Orchestra, Schwerpunktthema | Von Stefan Fritzen

Das Instrumentalspiel zwischen Interpretation und Regeneration

Unsere Gesellschaft ist darauf fixiert, der sogenannten Regeneration (= Erholung) eine hohe Bedeutung zuzurechnen und Urlaub mit süßem Nichtstun als erstrebenswertes Lebensziel anzusehen. Im medizinischen Sinne verstehen wir allerdings unter Regeneration die »Rückgewinnung verbrauchter Kräfte und die Wiederherstellung der Leistungsfähigkeit«.

Was ist Erholung?

Als "Erholung wird ein Vorgang bezeichnet, in dem ein biologischer Organismus nach anstrengenden Tätigkeiten, körperlicher Ermüdung und geistiger Erschöpfung, aber auch nach Krankheiten wieder zu Kräften kommt" (nach Wikipedia). Ruhepausen, ausreichender Schlaf oder eine medizinische Rekonvaleszenz sind elementare Voraussetzungen für allgemeine Erholung.

Das Grundbedürfnis auf Erholung ist in Artikel 24 der Allgemeinen Erklärung der Menschenrechte geregelt, der das "Recht auf Erholung und Freizeit und insbesondere auf eine vernünftige Begrenzung der Arbeitszeit und regelmäßig bezahlten Urlaub" zum unverzichtbaren Menschenrecht erklärt. Diese Forderung bleibt allerdings nur eine Absichtserklärung ohne persönlichen Rechtsanspruch und ist demzufolge kein einklagbares Individualrecht.

Wie schwer ist die mühsame Arbeit von Gewerkschaftern und der verschiedensten Interessengruppen, Erleichterungen durchzusetzen und wie wohlfeil sind dagegen die tönenden und tönernen Forderungsphrasen unserer Politiker, die sich oft nur noch als gutdotierte Versprechungslobbyisten profilieren!

Und beim Musizieren?

Das allgemeine Grundrecht auf Erholung gilt natürlich auch für Musiker. Seit Mitte des 20. Jahrhunderts und dem Beginn der Massenurlaubswanderungen muss die "Erholung" als Bestandteil der Freizeitgestaltung jedoch von unserem Thema deutlich unterschieden werden.
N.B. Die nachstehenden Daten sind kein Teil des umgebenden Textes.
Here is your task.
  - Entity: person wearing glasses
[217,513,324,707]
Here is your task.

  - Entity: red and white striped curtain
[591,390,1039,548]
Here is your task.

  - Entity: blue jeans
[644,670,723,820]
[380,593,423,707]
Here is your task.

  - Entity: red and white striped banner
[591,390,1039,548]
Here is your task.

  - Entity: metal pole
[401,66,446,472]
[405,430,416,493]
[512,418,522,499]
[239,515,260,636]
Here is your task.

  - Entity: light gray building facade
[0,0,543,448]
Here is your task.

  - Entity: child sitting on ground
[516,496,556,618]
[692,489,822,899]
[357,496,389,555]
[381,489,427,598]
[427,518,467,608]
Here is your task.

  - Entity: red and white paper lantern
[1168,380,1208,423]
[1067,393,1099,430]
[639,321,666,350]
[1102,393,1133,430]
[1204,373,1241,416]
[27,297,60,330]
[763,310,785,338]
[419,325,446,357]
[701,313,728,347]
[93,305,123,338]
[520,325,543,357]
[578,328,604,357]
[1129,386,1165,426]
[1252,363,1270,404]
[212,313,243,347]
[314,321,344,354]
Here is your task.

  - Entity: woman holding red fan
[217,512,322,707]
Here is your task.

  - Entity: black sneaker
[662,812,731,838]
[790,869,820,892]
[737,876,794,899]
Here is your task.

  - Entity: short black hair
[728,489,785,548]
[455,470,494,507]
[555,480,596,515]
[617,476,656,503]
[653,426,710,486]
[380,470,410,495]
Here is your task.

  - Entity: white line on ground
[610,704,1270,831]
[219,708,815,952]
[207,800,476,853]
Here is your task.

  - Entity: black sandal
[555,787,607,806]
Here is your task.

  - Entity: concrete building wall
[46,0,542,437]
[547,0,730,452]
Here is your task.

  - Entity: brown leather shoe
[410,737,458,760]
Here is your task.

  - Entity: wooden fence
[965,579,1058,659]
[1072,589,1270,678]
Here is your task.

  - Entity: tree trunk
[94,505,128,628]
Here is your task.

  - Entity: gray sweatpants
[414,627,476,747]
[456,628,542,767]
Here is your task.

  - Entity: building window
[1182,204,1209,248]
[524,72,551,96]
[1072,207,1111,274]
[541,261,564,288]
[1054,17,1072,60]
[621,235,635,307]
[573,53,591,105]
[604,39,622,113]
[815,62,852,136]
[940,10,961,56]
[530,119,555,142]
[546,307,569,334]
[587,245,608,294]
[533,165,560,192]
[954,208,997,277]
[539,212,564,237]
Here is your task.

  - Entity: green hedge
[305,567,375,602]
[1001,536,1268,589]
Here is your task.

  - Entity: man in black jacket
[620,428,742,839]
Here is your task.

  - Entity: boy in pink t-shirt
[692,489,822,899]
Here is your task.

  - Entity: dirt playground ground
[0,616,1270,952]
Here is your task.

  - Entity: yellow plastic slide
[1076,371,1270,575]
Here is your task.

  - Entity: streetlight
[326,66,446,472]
Musiker stehen vor Anforderungen an Körper und Geist, die über das grundsätzliche Recht auf allgemeine Erholung weit hinausgehen. Beim Instrumentalspiel werden, vergleichbar nur mit dem Leistungssport, Muskeln, Gelenke und Organsysteme extrem, isoliert und häufig sogar unphysiologisch belastet.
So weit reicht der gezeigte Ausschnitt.